According to the United States Fire Administration, in 2009, 48 percent of on-duty firefighters died from a heart attack, 31 percent from trauma, 6 percent from asphyxiation, and 2 percent from burns. So far this year, the USFA has reported 25 on-duty firefighter fatalities. Of those, 56 percent have died from heat attacks, 28 percent from trauma, 4 percent from asphyxiation, and 4 percent from burns.

In response, the Department of Homeland Security has decided to throw $2 million into researching one solution to the heart attack/heat stroke problem: aspirin.

Last week, the DHS awarded the Illinois Fire Service Institute (part of the University of Illinois at Urbana-Champaign) a Fire Prevention & Safety Research and Development grant of $999,801 to study how effectively aspirin reduces the number of heart attacks among firefighters on and off the line of fire duty.

“We continue to see clots and clot formation – even in younger firemen,” said Brad Bone, the fire fighting program director at the institute, who has been researching firefighter heart attacks since 1991. “We know exercise helps. Getting acclimated to wearing gear helps. Hydration helps. But we’ve never gone as far as to look at aspirin therapy.”

Most heart attacks occur from a buildup of plaque on the inner walls of the coronary arteries. A section of the plaque breaks open, causing a blood clot to form. If the clot becomes large enough to cut off a significant amount of blood flow through the artery, a heart attack happens. Firefighters, straining under the weight of their heavy gear and extinguishing fires through intense heat, are susceptible to intense bouts of heat stress, even if they are in fairly good health, Bone said.

To be sure, there have been numerous medical studies identifying aspirin as a blood thinner, blood-clot deterrent, and, ultimately, a potential heart-attack-preventer. But the point of the IFSI study is to provide guidelines as to how – and if – fire departments should instruct their firefighters to take aspirin regularly. Should they be taking one a day? Or a high dose just before heading into the fire?

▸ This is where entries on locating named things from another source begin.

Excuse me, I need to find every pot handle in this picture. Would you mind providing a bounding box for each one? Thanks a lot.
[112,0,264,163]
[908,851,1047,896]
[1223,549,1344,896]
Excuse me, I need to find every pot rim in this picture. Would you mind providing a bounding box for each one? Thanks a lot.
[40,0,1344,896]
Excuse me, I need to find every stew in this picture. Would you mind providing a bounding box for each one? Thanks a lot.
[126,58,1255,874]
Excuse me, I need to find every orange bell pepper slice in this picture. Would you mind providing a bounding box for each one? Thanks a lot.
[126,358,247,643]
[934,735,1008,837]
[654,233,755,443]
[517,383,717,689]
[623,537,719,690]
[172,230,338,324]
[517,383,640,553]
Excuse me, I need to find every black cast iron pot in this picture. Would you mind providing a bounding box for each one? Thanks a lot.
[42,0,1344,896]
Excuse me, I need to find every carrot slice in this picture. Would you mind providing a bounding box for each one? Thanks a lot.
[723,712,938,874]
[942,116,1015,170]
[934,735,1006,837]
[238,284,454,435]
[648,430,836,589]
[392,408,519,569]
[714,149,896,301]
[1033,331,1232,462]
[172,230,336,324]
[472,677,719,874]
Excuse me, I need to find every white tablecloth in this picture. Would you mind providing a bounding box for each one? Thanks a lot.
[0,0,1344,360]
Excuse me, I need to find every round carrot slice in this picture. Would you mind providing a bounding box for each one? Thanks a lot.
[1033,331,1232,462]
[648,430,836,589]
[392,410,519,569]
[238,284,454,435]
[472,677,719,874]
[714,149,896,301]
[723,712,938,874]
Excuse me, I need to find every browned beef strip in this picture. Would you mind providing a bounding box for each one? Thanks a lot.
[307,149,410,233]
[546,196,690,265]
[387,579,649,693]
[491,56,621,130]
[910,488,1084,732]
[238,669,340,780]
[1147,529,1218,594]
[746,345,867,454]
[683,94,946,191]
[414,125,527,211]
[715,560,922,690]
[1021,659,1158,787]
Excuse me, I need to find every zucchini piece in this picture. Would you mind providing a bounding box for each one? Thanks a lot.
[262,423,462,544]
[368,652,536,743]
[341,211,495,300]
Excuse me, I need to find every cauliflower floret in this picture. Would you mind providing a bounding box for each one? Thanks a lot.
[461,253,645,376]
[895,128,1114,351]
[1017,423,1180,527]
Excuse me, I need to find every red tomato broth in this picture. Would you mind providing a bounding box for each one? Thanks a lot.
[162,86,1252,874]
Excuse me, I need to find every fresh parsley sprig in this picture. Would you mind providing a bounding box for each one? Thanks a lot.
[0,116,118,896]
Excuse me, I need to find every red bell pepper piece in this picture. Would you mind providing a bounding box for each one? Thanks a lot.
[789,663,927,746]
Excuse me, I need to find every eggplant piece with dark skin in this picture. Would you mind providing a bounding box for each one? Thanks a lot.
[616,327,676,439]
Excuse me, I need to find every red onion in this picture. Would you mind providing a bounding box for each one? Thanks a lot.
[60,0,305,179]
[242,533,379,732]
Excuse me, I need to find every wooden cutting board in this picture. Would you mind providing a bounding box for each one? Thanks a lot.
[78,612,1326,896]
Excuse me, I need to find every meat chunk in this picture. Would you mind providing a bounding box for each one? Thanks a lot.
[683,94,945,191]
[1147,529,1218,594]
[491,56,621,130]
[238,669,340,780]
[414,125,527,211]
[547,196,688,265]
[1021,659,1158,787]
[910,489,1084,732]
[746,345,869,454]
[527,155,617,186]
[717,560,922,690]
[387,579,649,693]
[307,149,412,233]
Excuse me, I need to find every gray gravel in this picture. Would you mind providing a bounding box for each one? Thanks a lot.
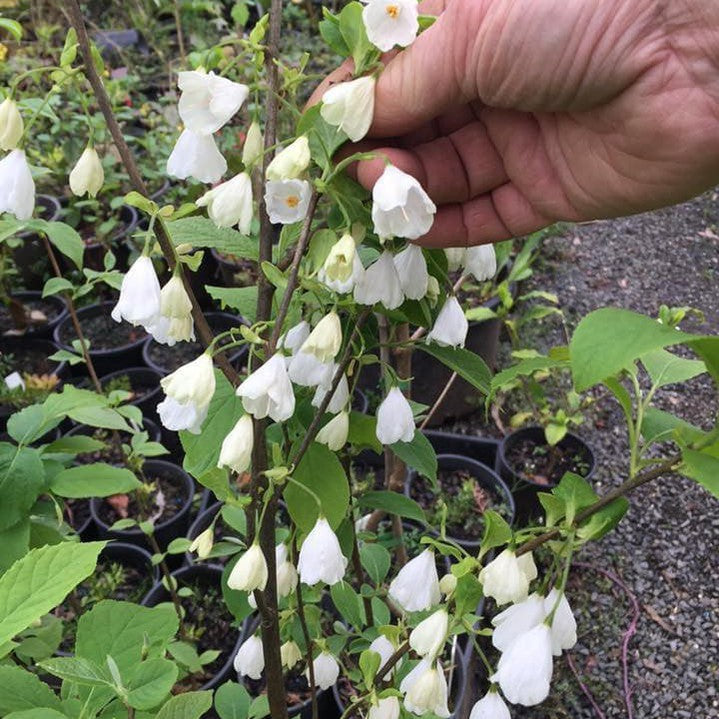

Over the next three years, the IFSI, led by research scientist Dr. Gavin Horn, will conduct long-term and acute aspirin therapy tests on 20 firefighters over the age of 40. The three-year study will involve a 14-day test of 20 firefighters over 40. Bone, a registered nurse and former firefighter, said the institute will recruit firefighters throughout Illinois and bordering states. Scientists from U of I’s Kinesiology and Community Health department, Skidmore College in New York, Carle Hospital Occupational Medicine, and Christ Clinics will collaborate on the grant.

“We’re making progress,” he said. “This is going to take a lot of in-depth research and it will be expensive.”

This grant was made possible because of the Federal Emergency Management Agency’s Assistance to Firefighters Grant Program. Under this DHS program, grants are awarded to fire departments across the nation to improve their ability to protect the public and firefighters from fire-related emergencies.

In 2009, Congress appropriated a total of $565 million under the Homeland Security Appropriations Act to the AFG Program. Under the guidelines, at least 5 percent of the fund must support fire prevention and safety activities – in a “coordinated effort to strengthen homeland security preparedness.”

All applicants for FP&S grants in 2009 have been competing for a pool of $35 million.

The University of Pittsburgh won a $1 million grant nine months ago to conduct its own aspirin-and-heart-attacks-among-firefighters study. Research began early last month.

Unlike the Illinois study, this one should be completed by June 2011. And it’s strictly a lab study, with all variables controlled. Rather than testing firefighters in their working conditions, the Pittsburgh research group will test 160 firefighters (ages 18 to 49) after they’ve run on treadmills in a lab heated to 100 degrees Fahrenheit.

Dr. David Hostler, who has been at the University of Pittsburgh for nine years and is one of the lead researches on the study, aims to prove if aspirin taken by firefighters prevents platelets from becoming sticky when body temperature rises intensely. His lab will also be testing the effectiveness of daily low doses vs. acute high doses.

“This is descriptive research,” Hostler said. “We explain the problem and start moving for intervention.”

After $2 million in research, that’s the goal: To reduce heart-related fatalities among U.S. firefighters.

Thus far, FEMA has given out  seven research grants for 2009. The rest will be doled out until the money runs out, or by Sept. 30. Then it will be time to apply for 2010 grants.